У Коршунова был разлившийся перитонит. Еще бы немного, и не спасти замполита. Но ни Коршунов, ни Духно, ни помогающие им Катя Мариничева и Лида Васильева ничем не выдали охватившего их волнения.

— Ты очень даже хороший пациент, — продолжал обычным невозмутимым голосом Тимошин, — а вот интересно знать, почему ты мне доверился?

— Потому, Тихон, что все остальные хирурги у нас военно-полевые.

— Хитер, мужик, хитер! — изображая изумление, Тимошин поднял руки и чуть отступил от стола, давая возможность поработать Духно. — А я думаю, почему замполит ко мне такое расположение проявил? Лежи тихо, Яков. Лежи. Ты больной и должен не только доверять мне, но и слушаться.

Слух о неожиданном «сюрпризе» в операционной распространился по медсанбату. Школа притихла. Не стало слышно ни смеха, ни гулких шагов по коридору, да и операция, по мнению уже имеющего толк в медицине Коршунова, неоправданно затягивалась. Он забеспокоился:

— Долго копаешься, Тихон. Что у меня?

— Я же тебе сказал — аппендицит. А ты думаешь, я у тебя пулю ищу?

Еще час прошел, пока Тимошин не повеселел по-настоящему и не объявил:

— Ну вот, а ты боялся. Все вы операционного стола, как черт ладана, боитесь. «Упакуем» тебя, зашьем, и гуляй на здоровье. Девчонки, считайте салфетки, инструменты, чтобы не оставить в животе у нашего комиссара.

Наркоз уже начал терять силу. Коршунов стал постанывать.

— Ничего, Яков, покряхти, покряхти. Уколы я тебе больше все равно делать не буду — кожу уже зашиваю.

Он быстро навдергивал лигатуры. Духно пинцетом стягивала кожу, чтобы она была ровной, не завернулась где-нибудь. Тимошин завязал узлы, обрезал крнчики, довольно откинулся от стола. Сдернул маску:

— Девчонки, запомните этот день. И война для нас закончилась, и сделали мы первую операцию по законам мирного времени — ассистент-хирург мне помогала, две самые опытные сестры, и Таня еще была на подхвате.
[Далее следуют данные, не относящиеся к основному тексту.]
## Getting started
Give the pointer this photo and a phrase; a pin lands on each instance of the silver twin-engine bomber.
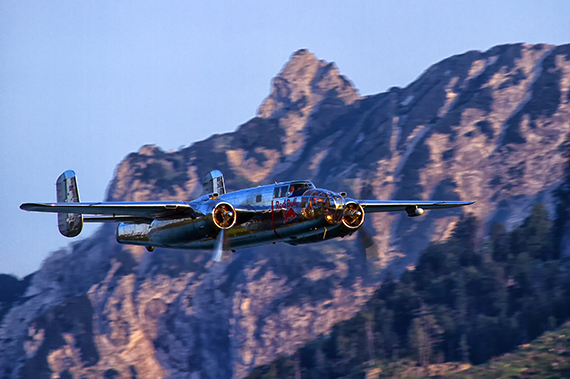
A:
(294, 212)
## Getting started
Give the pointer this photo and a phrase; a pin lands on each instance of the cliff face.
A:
(487, 126)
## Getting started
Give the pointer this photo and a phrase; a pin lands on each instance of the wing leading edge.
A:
(395, 205)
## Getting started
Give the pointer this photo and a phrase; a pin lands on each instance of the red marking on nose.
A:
(289, 215)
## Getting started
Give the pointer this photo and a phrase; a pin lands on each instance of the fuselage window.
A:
(280, 191)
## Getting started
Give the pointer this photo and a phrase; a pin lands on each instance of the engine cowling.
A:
(224, 215)
(353, 215)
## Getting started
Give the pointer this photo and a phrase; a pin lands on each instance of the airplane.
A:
(295, 212)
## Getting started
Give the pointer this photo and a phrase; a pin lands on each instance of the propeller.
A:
(224, 216)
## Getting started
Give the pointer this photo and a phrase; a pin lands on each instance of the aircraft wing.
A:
(397, 205)
(142, 209)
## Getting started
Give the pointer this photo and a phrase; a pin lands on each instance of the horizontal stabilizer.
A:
(396, 205)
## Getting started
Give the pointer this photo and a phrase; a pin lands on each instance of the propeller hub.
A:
(353, 215)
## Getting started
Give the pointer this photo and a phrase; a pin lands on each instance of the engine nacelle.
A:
(353, 215)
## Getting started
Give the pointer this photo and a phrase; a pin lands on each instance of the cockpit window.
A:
(299, 188)
(280, 191)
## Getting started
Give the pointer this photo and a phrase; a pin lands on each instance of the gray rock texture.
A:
(487, 126)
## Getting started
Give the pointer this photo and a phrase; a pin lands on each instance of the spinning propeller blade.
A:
(219, 246)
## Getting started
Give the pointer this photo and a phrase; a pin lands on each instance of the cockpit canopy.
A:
(292, 189)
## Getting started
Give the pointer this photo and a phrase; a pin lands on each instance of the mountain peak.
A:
(303, 83)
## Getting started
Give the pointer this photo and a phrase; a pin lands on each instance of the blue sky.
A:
(84, 83)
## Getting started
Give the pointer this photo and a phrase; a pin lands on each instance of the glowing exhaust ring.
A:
(353, 215)
(224, 215)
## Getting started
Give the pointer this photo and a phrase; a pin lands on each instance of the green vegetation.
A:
(466, 302)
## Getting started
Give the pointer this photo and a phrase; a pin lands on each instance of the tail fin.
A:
(214, 183)
(70, 224)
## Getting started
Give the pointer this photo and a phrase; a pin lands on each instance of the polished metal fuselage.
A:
(265, 214)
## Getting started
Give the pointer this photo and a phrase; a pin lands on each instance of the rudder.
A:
(69, 224)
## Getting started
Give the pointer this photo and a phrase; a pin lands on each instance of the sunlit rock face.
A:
(486, 126)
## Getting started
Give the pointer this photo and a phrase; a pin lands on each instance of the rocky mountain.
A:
(487, 126)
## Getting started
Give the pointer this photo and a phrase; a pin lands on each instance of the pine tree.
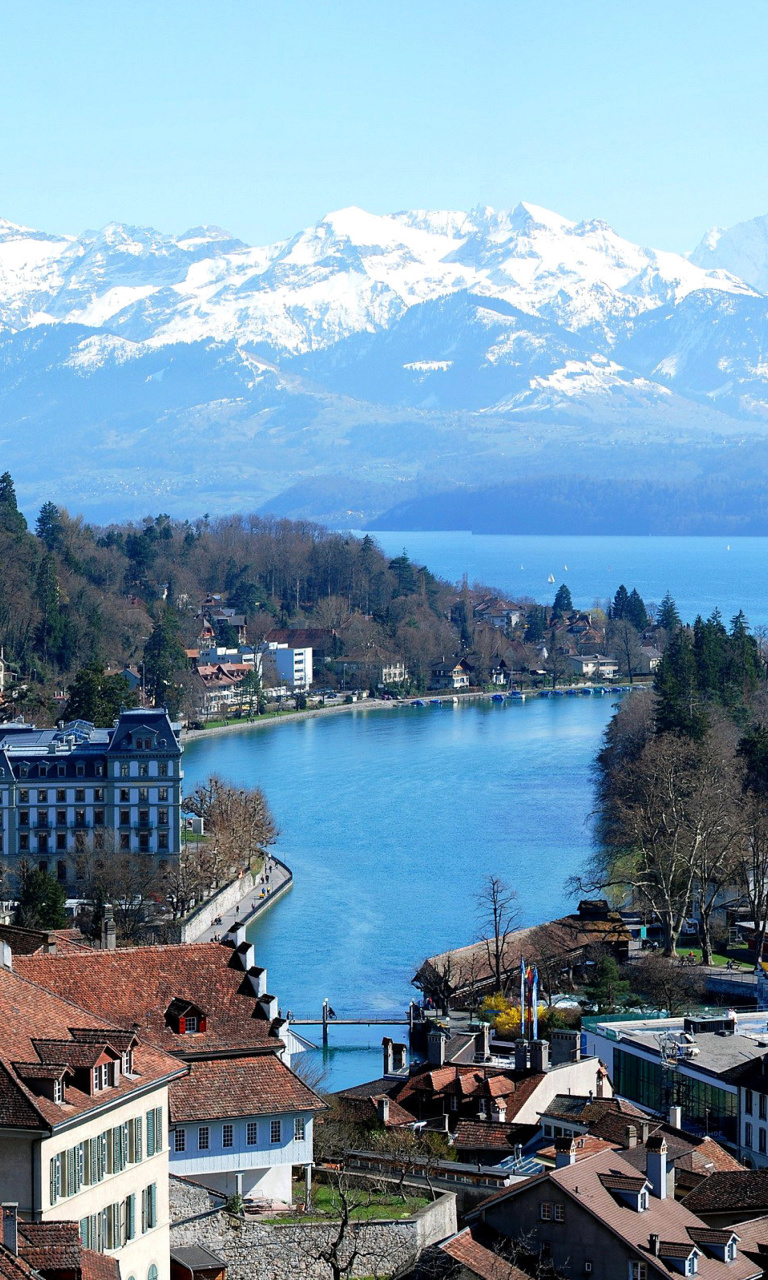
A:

Кстати, Таня, это ты раззвонила, что у комиссара гнойный был?

— Что? Перитонит? — испуганно приподнялся Коршунов.

— Да, да, Яков, перитонит. Помнишь, что сказал Платон Кречет, выходя из операционной? «Жизнь наркома в безопасности!»

Тимошин неслышно подошел к двери, резко распахнул ее:

— А вы что тут делаете, мирные граждане? Подслушиваете и подглядываете, да? Ай-яй-яй-яй, как нехорошо. Что рты раскрыли? Ждете официального сообщения? Жизнь комиссара в безопасности! Тише! Тише!

Вы поди думали, что я его на тот свет отпущу? Раненых больше нет, больных — тоже? Тогда умываю руки. Санитары-гренадеры, отнесите капитана Коршунова в его опочивальню! Что вы со мной делаете? Куда тащите? Я же еще не размылся! — Но его не слушали. Повели, упирающегося, застеснявшегося чего-то, по пути срывая перепачканный кровью халат. Праздничный стол был давно накрыт.

Медсанбат второй раз праздновал день Победы!